Wang Philip S, Schneeweiss Sebastian, Avorn Jerry, Fischer Michael A, Mogun Helen, Solomon Daniel H, Brookhart M Alan
Department of Psychiatry, Department of Medicine, Brigham and Women's Hospital, Harvard Medical School, Boston, MA 02120, USA.
N Engl J Med. 2005 Dec 1;353(22):2335-41. doi: 10.1056/NEJMoa052827.
Recently, the Food and Drug Administration (FDA) issued an advisory stating that atypical antipsychotic medications increase mortality among elderly patients. However, the advisory did not apply to conventional antipsychotic medications; the risk of death with these older agents is not known.
We conducted a retrospective cohort study involving 22,890 patients 65 years of age or older who had drug insurance benefits in Pennsylvania and who began receiving a conventional or atypical antipsychotic medication between 1994 and 2003. Analyses of mortality rates and Cox proportional-hazards models were used to compare the risk of death within 180 days, less than 40 days, 40 to 79 days, and 80 to 180 days after the initiation of therapy with an antipsychotic medication. We controlled for potential confounding variables with the use of traditional multivariate Cox models, propensity-score adjustments, and an instrumental-variable analysis.
Conventional antipsychotic medications were associated with a significantly higher adjusted risk of death than were atypical antipsychotic medications at all intervals studied (< or =180 days: relative risk, 1.37; 95 percent confidence interval, 1.27 to 1.49; <40 days: relative risk, 1.56; 95 percent confidence interval, 1.37 to 1.78; 40 to 79 days: relative risk, 1.37; 95 percent confidence interval, 1.19 to 1.59; and 80 to 180 days: relative risk, 1.27; 95 percent confidence interval, 1.14 to 1.41) and in all subgroups defined according to the presence or absence of dementia or nursing home residency. The greatest increases in risk occurred soon after therapy was initiated and with higher dosages of conventional antipsychotic medications. Increased risks associated with conventional as compared with atypical antipsychotic medications persisted in confirmatory analyses performed with the use of propensity-score adjustment and instrumental-variable estimation.
If confirmed, these results suggest that conventional antipsychotic medications are at least as likely as atypical agents to increase the risk of death among elderly persons and that conventional drugs should not be used to replace atypical agents discontinued in response to the FDA warning.

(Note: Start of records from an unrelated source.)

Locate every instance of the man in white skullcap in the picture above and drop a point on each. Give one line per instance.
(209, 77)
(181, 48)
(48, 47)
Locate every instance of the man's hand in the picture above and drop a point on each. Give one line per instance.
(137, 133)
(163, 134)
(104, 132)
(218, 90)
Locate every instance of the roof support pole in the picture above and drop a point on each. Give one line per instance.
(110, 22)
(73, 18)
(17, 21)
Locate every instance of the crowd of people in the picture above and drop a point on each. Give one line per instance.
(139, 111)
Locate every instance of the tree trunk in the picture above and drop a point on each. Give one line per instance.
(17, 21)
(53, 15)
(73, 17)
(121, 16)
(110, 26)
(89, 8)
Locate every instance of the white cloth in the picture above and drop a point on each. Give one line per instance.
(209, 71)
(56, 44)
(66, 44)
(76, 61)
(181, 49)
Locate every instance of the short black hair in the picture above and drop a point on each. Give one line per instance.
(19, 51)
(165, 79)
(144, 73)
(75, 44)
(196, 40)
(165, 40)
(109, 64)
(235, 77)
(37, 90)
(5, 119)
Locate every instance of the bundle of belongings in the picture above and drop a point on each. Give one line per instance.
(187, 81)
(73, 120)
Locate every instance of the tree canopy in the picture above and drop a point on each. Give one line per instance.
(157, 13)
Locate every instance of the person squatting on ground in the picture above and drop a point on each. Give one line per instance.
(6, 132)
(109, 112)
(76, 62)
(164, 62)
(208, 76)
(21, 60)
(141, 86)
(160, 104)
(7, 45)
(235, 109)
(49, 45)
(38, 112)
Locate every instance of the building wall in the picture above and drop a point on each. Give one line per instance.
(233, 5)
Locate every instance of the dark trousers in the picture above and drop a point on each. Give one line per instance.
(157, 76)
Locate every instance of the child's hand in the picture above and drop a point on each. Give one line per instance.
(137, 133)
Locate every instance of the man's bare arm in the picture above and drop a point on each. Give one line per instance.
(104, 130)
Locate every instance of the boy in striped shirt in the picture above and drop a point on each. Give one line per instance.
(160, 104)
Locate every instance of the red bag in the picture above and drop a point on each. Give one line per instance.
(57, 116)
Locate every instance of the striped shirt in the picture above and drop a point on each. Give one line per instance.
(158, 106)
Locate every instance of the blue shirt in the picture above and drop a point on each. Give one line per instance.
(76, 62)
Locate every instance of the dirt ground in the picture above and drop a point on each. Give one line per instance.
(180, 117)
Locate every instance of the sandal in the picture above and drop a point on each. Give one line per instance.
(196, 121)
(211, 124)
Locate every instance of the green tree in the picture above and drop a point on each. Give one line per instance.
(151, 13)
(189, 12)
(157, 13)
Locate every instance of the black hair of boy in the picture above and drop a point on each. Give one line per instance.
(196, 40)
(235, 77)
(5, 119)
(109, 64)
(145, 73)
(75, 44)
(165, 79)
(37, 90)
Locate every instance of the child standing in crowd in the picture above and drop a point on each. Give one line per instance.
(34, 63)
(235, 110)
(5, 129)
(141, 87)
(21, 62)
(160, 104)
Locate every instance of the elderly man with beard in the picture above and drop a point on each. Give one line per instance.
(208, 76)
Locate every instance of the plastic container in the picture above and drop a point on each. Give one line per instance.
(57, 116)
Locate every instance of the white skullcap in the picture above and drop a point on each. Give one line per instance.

最近,美国食品药品监督管理局(FDA)发布一项公告称,非典型抗精神病药物会增加老年患者的死亡率。然而,该公告不适用于传统抗精神病药物;这些较老药物的死亡风险尚不清楚。
我们进行了一项回顾性队列研究,涉及宾夕法尼亚州22890名65岁及以上有药物保险福利且在1994年至2003年间开始接受传统或非典型抗精神病药物治疗的患者。使用死亡率分析和Cox比例风险模型,比较在开始使用抗精神病药物治疗后180天内、少于40天、40至79天以及80至180天内的死亡风险。我们通过使用传统多元Cox模型、倾向评分调整和工具变量分析来控制潜在的混杂变量。
在所有研究的时间段内(≤180天:相对风险为1.37;95%置信区间为1.27至1.49;<40天:相对风险为1.56;95%置信区间为1.37至1.78;40至79天:相对风险为1.37;95%置信区间为1.19至1.59;80至180天:相对风险为1.27;95%置信区间为1.14至1.41)以及根据是否患有痴呆症或是否居住在养老院定义的所有亚组中,与非典型抗精神病药物相比,传统抗精神病药物的调整后死亡风险显著更高。风险增加最大的情况发生在治疗开始后不久以及使用较高剂量传统抗精神病药物时。在使用倾向评分调整和工具变量估计进行的验证性分析中,与非典型抗精神病药物相比,传统抗精神病药物相关的风险增加仍然存在。
如果得到证实,这些结果表明传统抗精神病药物至少与非典型药物一样有可能增加老年人的死亡风险,并且不应使用传统药物来替代因FDA警告而停用的非典型药物。